Media – Convolutional Neural Networks – These components, such as the ConvolutionalSynapseLayer and MaxPoolingLayer, are designed to work on 2d image data in ways that are position-independent and/or neighborhood-local.
Meta – These components enforce constraints on global behavior of the network across training samples. This differs greatly from other components that are designed to work identically whether they process the dataset one-at-a-time or in batch.
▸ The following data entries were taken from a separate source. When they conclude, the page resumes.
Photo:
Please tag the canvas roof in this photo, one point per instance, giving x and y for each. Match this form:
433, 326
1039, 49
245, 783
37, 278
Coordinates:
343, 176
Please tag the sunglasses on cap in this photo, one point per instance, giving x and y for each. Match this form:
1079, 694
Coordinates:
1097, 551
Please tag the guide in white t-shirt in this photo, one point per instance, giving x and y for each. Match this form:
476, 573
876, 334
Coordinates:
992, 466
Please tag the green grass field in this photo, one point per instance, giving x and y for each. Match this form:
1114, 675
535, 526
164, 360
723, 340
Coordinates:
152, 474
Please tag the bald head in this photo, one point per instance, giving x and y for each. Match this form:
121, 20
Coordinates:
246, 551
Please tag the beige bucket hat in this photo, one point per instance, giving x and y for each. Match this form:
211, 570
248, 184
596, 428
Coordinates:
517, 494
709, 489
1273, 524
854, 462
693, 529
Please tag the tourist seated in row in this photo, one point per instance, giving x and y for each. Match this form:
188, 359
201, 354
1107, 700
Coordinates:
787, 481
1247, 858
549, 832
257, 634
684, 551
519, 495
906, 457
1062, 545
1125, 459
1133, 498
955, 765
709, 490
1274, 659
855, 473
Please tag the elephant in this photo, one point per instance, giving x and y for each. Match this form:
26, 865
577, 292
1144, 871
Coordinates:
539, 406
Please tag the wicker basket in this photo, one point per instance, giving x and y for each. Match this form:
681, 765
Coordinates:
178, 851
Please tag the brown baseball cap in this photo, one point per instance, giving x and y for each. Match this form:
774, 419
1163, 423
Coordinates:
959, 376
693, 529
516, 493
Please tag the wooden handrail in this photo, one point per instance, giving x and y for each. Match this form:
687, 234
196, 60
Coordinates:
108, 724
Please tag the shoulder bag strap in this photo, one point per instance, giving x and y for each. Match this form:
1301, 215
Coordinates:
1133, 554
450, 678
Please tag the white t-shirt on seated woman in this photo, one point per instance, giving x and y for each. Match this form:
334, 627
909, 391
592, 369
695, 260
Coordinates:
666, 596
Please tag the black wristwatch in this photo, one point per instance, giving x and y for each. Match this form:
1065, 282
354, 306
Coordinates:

A good example of this type of component is the sparsity constraint component.
Reducers – Avg, Sum, Max, etc – Like activation layers, these are simple stateless functions, but they usually serve more of a structural than a functional purpose.
Utils – A variety of useful methods that are more programmatic than mathematical in nature.
1. Verbose Logging – This component wraps a layer to provide verbose logging. Similar wrappers would be a good way to gather other diagnostics and similar cross-cutting concerns.
2. Weight Extraction – Many of these components are stateful and contain weight vectors that we may want to normalize via an adjustment to our fitness function. This component allows the state of a component to be exposed directly to the network.
3. Wrapper Layer – This provides a stub wrapper so that the inner implementation can be replaced as desired. This is useful when developing networks whose layout changes over time.

DAGNetwork

This class encapsulates many neural components to form a single directed acyclic graph which can be treated as a single neural component. It is the main structural class for this library.

It builds a sequence of nodes, each of which tie one component to other nodes. During each evaluation, the nodes act as lazy evaluators to evaluate the required network outputs.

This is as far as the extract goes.